When I am reading, I write down two kinds of things: quotes and notes. Quotes are obvious, but notes can range from short questions to extended responses and brainstorming. Quotes are easily named using the Turabian author-date system which would produce a file name that looks like this: `Author-date-pagenumber(s)`. Such a scheme requires that a key be kept somewhere that decodes `author-date`s into bibliographic entries. What about notes? I think the easiest way to handle this is using `author-date-page-note`. In my own hand-written notes, I tend to handle page numbers to citations within parentheses and pages to notes with square brackets, but I don’t know that regex on filenames is how I want to handle this.

Filenames handle the basics of metadata, in some fashion, but obviously not a lot, and I am being a bit purposeful here in trying to avoid overly long filenames.

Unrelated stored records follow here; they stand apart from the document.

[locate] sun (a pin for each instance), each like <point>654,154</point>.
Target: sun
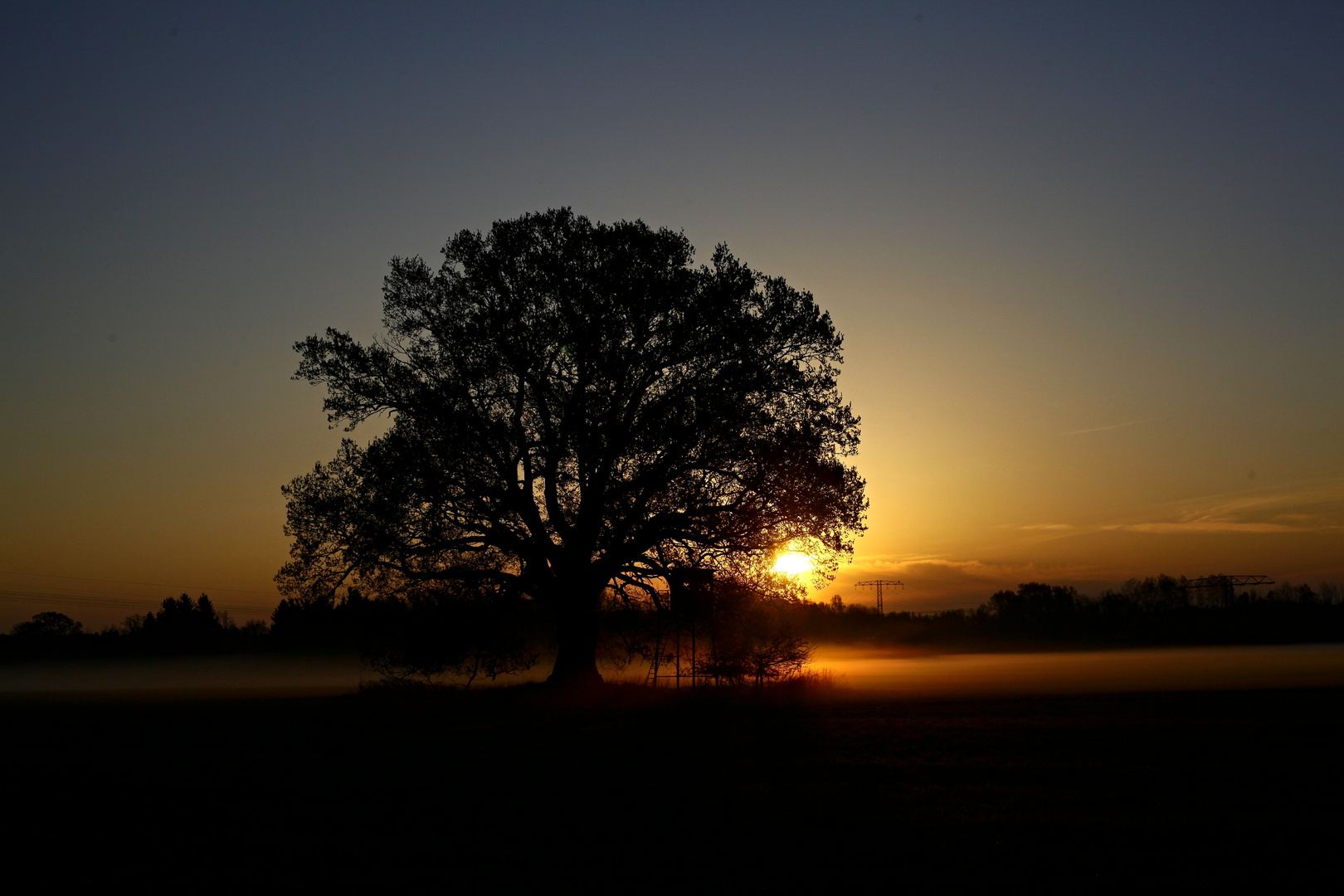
<point>793,563</point>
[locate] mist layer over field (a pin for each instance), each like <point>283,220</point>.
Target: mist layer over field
<point>908,674</point>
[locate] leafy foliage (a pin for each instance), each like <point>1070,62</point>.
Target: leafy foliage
<point>576,405</point>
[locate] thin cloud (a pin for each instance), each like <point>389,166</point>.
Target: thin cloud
<point>1304,509</point>
<point>1113,426</point>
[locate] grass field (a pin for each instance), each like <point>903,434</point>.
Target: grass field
<point>665,789</point>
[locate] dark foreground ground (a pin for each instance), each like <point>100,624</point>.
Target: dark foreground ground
<point>644,791</point>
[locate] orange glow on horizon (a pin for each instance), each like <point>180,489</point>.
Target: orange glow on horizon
<point>791,563</point>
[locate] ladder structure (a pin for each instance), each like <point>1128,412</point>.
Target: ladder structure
<point>879,585</point>
<point>1226,582</point>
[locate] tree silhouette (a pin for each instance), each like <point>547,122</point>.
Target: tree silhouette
<point>576,406</point>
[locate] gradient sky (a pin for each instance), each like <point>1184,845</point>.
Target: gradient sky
<point>1089,260</point>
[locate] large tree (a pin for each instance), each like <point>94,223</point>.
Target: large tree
<point>576,406</point>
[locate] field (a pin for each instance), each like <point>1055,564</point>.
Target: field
<point>660,790</point>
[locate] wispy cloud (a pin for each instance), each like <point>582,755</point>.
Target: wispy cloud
<point>1317,508</point>
<point>1113,426</point>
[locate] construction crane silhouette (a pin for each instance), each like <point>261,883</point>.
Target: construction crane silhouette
<point>1226,582</point>
<point>879,585</point>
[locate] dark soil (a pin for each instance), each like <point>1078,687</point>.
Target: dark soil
<point>654,791</point>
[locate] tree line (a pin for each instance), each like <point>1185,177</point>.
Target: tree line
<point>738,631</point>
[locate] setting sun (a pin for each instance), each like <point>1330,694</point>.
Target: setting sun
<point>793,563</point>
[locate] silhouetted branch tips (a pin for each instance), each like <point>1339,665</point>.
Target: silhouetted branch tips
<point>576,405</point>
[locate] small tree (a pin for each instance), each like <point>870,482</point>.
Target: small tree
<point>47,625</point>
<point>576,406</point>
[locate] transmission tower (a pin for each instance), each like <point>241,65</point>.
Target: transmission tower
<point>879,585</point>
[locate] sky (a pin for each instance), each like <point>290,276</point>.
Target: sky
<point>1088,258</point>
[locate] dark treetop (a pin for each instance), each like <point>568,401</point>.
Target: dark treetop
<point>576,406</point>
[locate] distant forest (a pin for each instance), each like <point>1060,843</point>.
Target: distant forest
<point>485,638</point>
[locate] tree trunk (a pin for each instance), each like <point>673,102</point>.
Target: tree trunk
<point>576,660</point>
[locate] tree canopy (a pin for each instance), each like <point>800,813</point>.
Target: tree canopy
<point>576,406</point>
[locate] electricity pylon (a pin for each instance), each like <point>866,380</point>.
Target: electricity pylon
<point>879,585</point>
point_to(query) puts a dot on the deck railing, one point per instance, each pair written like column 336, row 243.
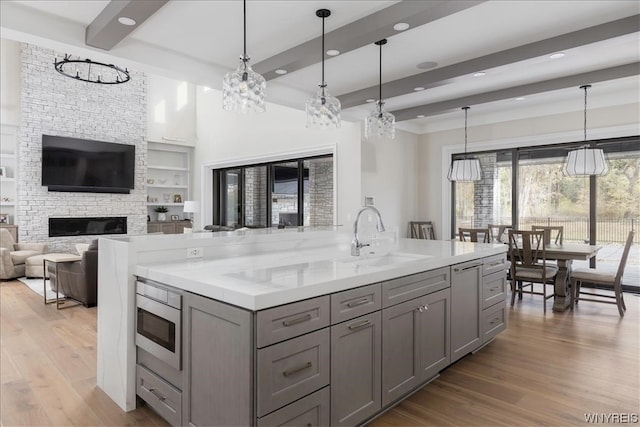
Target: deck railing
column 576, row 229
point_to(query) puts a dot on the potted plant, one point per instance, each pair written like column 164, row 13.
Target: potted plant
column 162, row 212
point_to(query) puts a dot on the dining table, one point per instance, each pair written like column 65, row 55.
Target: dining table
column 565, row 254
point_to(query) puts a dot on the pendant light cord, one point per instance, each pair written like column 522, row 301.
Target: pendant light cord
column 244, row 14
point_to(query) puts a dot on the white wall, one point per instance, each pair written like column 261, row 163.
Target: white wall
column 10, row 64
column 227, row 138
column 435, row 148
column 389, row 172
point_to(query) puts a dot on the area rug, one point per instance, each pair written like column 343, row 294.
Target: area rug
column 36, row 286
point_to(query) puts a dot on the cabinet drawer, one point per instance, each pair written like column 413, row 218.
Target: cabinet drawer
column 355, row 302
column 494, row 320
column 409, row 287
column 288, row 321
column 165, row 399
column 292, row 369
column 494, row 288
column 494, row 264
column 310, row 411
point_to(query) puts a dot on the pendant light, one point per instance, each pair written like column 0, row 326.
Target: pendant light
column 586, row 161
column 467, row 168
column 323, row 110
column 380, row 123
column 243, row 89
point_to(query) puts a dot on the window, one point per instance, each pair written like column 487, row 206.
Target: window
column 598, row 210
column 284, row 194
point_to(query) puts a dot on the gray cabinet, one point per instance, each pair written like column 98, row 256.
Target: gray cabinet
column 218, row 363
column 356, row 369
column 415, row 343
column 466, row 300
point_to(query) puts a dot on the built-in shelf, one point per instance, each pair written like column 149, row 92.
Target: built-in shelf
column 168, row 168
column 166, row 186
column 165, row 204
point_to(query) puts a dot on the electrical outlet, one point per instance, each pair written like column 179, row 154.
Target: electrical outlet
column 194, row 252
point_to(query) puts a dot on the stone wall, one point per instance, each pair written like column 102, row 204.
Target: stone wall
column 53, row 104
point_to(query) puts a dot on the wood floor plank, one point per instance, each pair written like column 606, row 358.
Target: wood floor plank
column 544, row 370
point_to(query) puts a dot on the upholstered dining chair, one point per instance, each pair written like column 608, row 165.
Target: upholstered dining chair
column 498, row 233
column 551, row 232
column 474, row 234
column 527, row 251
column 422, row 230
column 601, row 280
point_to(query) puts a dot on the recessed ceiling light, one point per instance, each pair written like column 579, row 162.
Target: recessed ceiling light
column 401, row 26
column 126, row 21
column 427, row 65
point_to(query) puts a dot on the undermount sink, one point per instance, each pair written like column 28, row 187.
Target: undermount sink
column 383, row 260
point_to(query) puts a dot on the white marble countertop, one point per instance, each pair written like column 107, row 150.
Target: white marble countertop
column 265, row 280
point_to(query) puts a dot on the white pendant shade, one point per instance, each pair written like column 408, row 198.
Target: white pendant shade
column 586, row 161
column 465, row 170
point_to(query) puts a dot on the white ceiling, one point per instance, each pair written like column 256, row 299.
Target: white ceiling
column 201, row 40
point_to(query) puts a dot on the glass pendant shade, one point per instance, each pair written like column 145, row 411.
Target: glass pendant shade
column 586, row 161
column 323, row 110
column 465, row 170
column 380, row 123
column 243, row 89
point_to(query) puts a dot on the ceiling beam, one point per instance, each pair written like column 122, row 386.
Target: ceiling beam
column 576, row 80
column 440, row 76
column 362, row 32
column 105, row 32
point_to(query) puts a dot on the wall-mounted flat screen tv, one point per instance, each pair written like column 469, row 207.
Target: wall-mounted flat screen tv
column 82, row 165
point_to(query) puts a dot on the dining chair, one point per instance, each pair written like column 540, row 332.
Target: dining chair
column 555, row 231
column 471, row 234
column 601, row 280
column 528, row 264
column 498, row 233
column 422, row 230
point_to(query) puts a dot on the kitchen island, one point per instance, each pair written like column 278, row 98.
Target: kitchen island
column 284, row 327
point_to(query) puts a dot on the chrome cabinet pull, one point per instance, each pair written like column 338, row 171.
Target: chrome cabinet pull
column 458, row 269
column 352, row 304
column 296, row 320
column 295, row 370
column 157, row 394
column 359, row 325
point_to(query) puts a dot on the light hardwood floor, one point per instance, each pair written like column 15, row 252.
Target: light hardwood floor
column 544, row 370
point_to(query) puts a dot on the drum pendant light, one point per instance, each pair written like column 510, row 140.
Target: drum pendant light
column 323, row 110
column 586, row 161
column 243, row 89
column 467, row 168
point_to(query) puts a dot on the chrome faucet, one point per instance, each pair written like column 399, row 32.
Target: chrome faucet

For additional metadata, I think the best way to go is with Twitter-style “hashtags”. E.g., `#keyword`.

Where to put the tags, at the beginning like MultiMarkdown or AsciiDoc, or at the end where they don’t interfere with reading? I haven’t decided yet? I use MultiMarkdown, and PHPMarkdown, almost by default when writing in plain text. The current exception to this is that I am not separating paragraphs by an additional line feed, which is the basis for most Markdown variants. This is just something I am trying, because when I am writing prose with dialogue or prose with short paragraphs, the additional white space looks a bit nonsensical. The fact is, after years of being habituated to books, I am used to seeing paragraphs begin with an indent and no extra line spacing. It’s very tidy looking, and so I am playing with a script through which I pass my indented prose notes and which replaces the tab characters, `\t`, with a newline character, `\n`, before passing the text onto Markdown.

Now, this system is extremely limited: it doesn’t handle media. It doesn’t handle PDFs. It doesn’t handle a whole host of things, but that is also its essence. It’s a work in progress. I will let you know how it goes. Look for the collection of scripts to appear on GitHub on some point in the near future.